80 % de la consommation d’alcool au domicile
Cette mesure est donc insuffisante car boire et conduire n’est pas un cumul interdit aux seules heures de la nuit profonde, c’est un mauvais réflexe, une malheureuse habitude que certains pourtant, cultivent dès le matin, le midi, le soir… Il a été question un temps de soumettre l’ensemble des débits de boissons à la mise à disposition d’éthylotests. Le SNEG n’a jamais défendu cette option, il s’y est même clairement opposé. Alors, pourquoi l’autorité a-t-elle reculé ? Parce que les établissements fermant avant 2 heures sont responsabilisés par la charte de juillet 2010 ? Bien évidemment non. Si l’Etat a limité le périmètre d’application de cette mesure, c’est parce que s’il l’avait imposé à tous les établissements, y compris ceux ouverts en journée et en début de soirée, il aurait fallu par souci de cohérence et d’équité, l’étendre à tous les vendeurs de boissons.
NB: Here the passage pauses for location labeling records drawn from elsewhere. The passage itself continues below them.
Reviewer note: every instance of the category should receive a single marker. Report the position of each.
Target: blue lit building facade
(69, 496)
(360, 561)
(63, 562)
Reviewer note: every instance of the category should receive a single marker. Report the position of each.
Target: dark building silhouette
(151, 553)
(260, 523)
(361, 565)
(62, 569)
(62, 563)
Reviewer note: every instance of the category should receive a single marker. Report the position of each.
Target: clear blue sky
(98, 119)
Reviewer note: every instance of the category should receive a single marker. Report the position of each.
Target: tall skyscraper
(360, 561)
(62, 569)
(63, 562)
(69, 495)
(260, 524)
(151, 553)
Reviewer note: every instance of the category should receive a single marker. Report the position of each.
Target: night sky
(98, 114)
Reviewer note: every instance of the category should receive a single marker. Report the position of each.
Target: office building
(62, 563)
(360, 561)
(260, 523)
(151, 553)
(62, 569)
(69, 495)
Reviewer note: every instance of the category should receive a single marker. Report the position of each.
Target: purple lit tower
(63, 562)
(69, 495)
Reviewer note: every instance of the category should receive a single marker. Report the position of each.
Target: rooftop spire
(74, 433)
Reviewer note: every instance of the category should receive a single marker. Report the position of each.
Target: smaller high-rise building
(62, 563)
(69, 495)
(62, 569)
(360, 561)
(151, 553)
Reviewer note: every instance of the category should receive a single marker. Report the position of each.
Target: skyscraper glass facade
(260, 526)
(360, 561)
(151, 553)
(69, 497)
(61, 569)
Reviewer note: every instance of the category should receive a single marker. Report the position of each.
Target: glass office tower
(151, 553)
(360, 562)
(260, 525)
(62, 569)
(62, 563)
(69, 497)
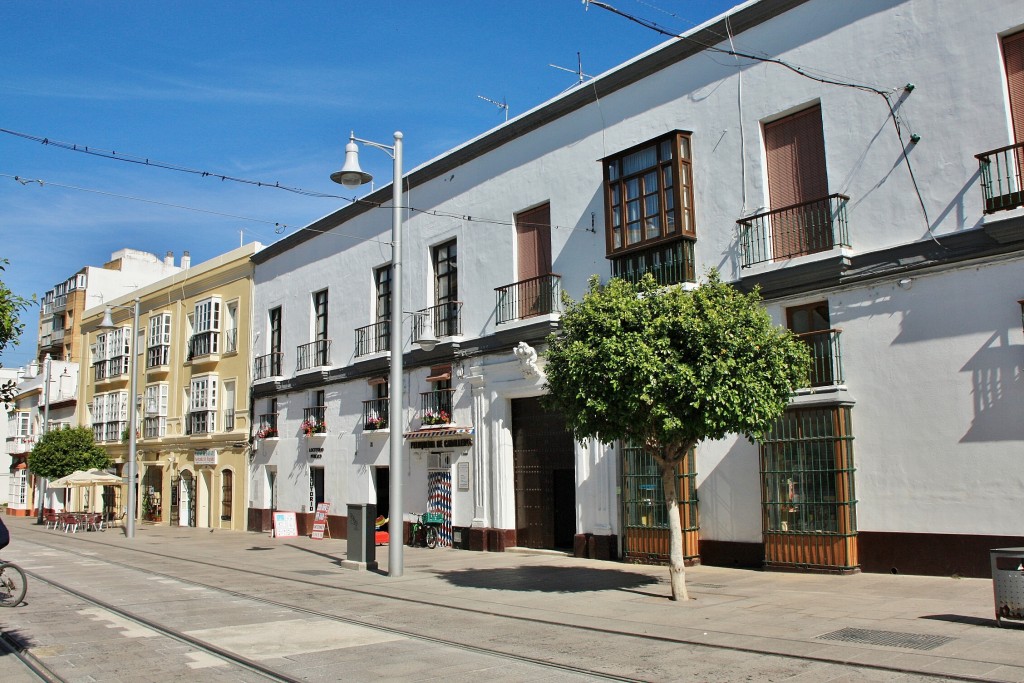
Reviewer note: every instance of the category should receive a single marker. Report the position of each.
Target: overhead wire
(144, 161)
(800, 71)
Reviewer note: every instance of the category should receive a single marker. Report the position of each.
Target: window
(648, 194)
(228, 402)
(807, 488)
(226, 491)
(110, 416)
(158, 345)
(203, 404)
(445, 319)
(382, 281)
(155, 406)
(810, 323)
(206, 328)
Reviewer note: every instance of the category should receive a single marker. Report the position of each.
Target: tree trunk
(668, 461)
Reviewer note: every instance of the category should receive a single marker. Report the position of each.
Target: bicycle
(426, 525)
(12, 585)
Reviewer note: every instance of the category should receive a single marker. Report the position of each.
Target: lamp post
(108, 324)
(352, 176)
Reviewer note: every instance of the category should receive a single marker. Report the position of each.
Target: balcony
(445, 318)
(267, 426)
(19, 444)
(203, 345)
(202, 422)
(1003, 177)
(158, 356)
(267, 366)
(435, 407)
(374, 338)
(672, 264)
(826, 357)
(527, 298)
(795, 230)
(313, 421)
(375, 413)
(313, 354)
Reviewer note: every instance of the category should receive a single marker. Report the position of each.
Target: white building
(33, 410)
(834, 154)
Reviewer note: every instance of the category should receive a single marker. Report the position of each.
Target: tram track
(428, 602)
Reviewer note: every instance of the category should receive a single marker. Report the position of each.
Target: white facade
(925, 290)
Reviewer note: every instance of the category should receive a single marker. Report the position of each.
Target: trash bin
(1008, 584)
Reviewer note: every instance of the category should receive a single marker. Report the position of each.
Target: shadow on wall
(547, 579)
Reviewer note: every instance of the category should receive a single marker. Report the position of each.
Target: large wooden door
(545, 476)
(798, 184)
(532, 229)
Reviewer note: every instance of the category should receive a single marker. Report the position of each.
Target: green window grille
(645, 516)
(808, 489)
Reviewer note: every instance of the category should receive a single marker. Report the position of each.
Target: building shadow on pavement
(547, 580)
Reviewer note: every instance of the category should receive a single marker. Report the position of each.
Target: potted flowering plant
(310, 427)
(267, 432)
(436, 418)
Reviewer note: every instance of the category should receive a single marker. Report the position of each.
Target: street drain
(914, 641)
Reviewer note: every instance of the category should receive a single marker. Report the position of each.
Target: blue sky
(260, 90)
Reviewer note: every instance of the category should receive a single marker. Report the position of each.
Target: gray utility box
(361, 525)
(1008, 583)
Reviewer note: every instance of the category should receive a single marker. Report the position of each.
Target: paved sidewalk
(924, 625)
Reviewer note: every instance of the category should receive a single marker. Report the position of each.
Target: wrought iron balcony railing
(1003, 177)
(795, 230)
(267, 366)
(826, 357)
(204, 344)
(267, 426)
(537, 296)
(445, 318)
(375, 414)
(313, 354)
(373, 338)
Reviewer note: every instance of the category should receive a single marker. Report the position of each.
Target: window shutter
(1013, 55)
(796, 153)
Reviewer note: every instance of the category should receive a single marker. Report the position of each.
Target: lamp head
(108, 322)
(350, 174)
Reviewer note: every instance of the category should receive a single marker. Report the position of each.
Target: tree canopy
(665, 368)
(60, 452)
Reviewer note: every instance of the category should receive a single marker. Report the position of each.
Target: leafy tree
(10, 327)
(60, 452)
(665, 369)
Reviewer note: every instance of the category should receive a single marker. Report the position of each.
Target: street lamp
(108, 324)
(352, 176)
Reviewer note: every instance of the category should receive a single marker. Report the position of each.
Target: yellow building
(192, 358)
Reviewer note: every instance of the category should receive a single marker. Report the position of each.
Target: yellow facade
(192, 358)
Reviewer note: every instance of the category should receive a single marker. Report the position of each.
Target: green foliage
(667, 369)
(60, 452)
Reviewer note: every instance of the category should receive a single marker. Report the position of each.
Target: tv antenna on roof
(579, 71)
(502, 104)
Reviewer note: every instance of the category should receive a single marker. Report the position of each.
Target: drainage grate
(913, 641)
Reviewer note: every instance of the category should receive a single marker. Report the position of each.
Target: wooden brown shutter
(1013, 55)
(796, 152)
(532, 230)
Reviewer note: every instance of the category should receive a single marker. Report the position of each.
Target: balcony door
(532, 230)
(797, 180)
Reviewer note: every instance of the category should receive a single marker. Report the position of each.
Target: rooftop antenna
(579, 71)
(502, 104)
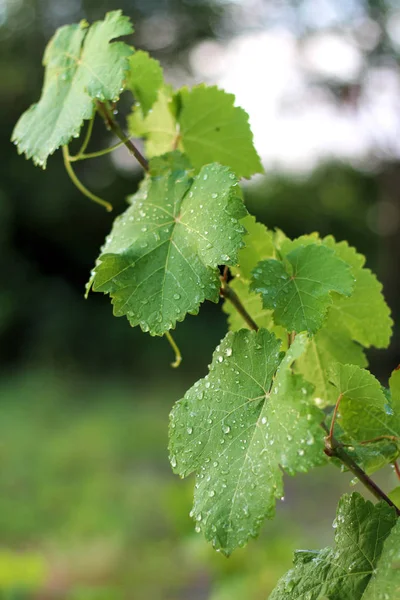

A commencer par la grande distribution, en passant par les supérettes, les épiceries, les stations service… Autant de lieux où le public achète de l’alcool, non au verre à prix coûteux, mais en gros, en litre ou en cubi pour le consommer…  chez lui. Car c’est au domicile que sont consommés 80 % des alcools vendus dans notre pays, par des particuliers qui certains soirs, après une soirée dans un cadre privé, poursuivront… en bar ou en discothèque !

Distorsion de concurrence
En plus d’être insuffisante, la mesure est également  injuste. En touchant uniquement les établissements fermant après 2 heures, elle crée encore une distorsion de concurrence entre les bars d’un côté et les bars de nuit ou discothèques de l’autre, les seconds étant exposés à une réglementation à la fois contraignante et coûteuse quand déjà portent sur eux, le report de bien des responsabilités que personne ne veut assumer.

Quand 2 verres suffisent…
Mieux encore, la mesure est insuffisante et injuste, mais aussi inapplicable. Certes, les exploitants vont s’équiper et nous allons les y encourager après les en avoir informés. Seulement, rien ne contraint le client à se tester. Seuls les volontaires souffleront. Et quand bien même un exploitant assiste au rendu d’un résultat positif, il n’a aucun moyen d’empêcher le client concerné de tout de même prendre son véhicule, de lui confisquer ses clés… L’exploitant, tout comme pour la consommation ou le trafic de drogues, pour les nuisances sonores ou autres incivilités, ne dispose pas du pouvoir de police et ne peut se substituer à l’autorité de tutelle que sont la police et la gendarmerie. A l’inverse, il se doit même de respecter la liberté individuelle et laisser chacun libre de faire ce qu’il veut. Les multiples campagnes de communication ne peuvent pas laisser ignorer à quiconque la limite : à 0,5 g de litre dans le sang comme maximum autorisé, 2 verres suffisent pour savoir qu’ aux yeux de la loi, on est pas en état de conduite sans être contraventionnel, voire délictuel à partir de 0,8 g. Nul besoin d’éthylotest pour le savoir. La responsabilité personnelle se suffit à elle-même. Au lieu de cela, on sanctionne l’exploitant.

Menace sur l’exploitant
Insuffisant, injuste, inapplicable, ce texte est aussi potentiellement dangereux. Imaginons après s’être détecté positif, un client décide toutefois de prendre son véhicule et qu’un accident se produise.  Qui nous garantit que personne n’ira invoquer la responsabilité de l’exploitant, qui aura fourni l’instrument de l’éthylotest, l’accusant de mise en danger de la vie d’autrui, de non empêchement d’un crime ou de délit contre l’intégrité corporelle ?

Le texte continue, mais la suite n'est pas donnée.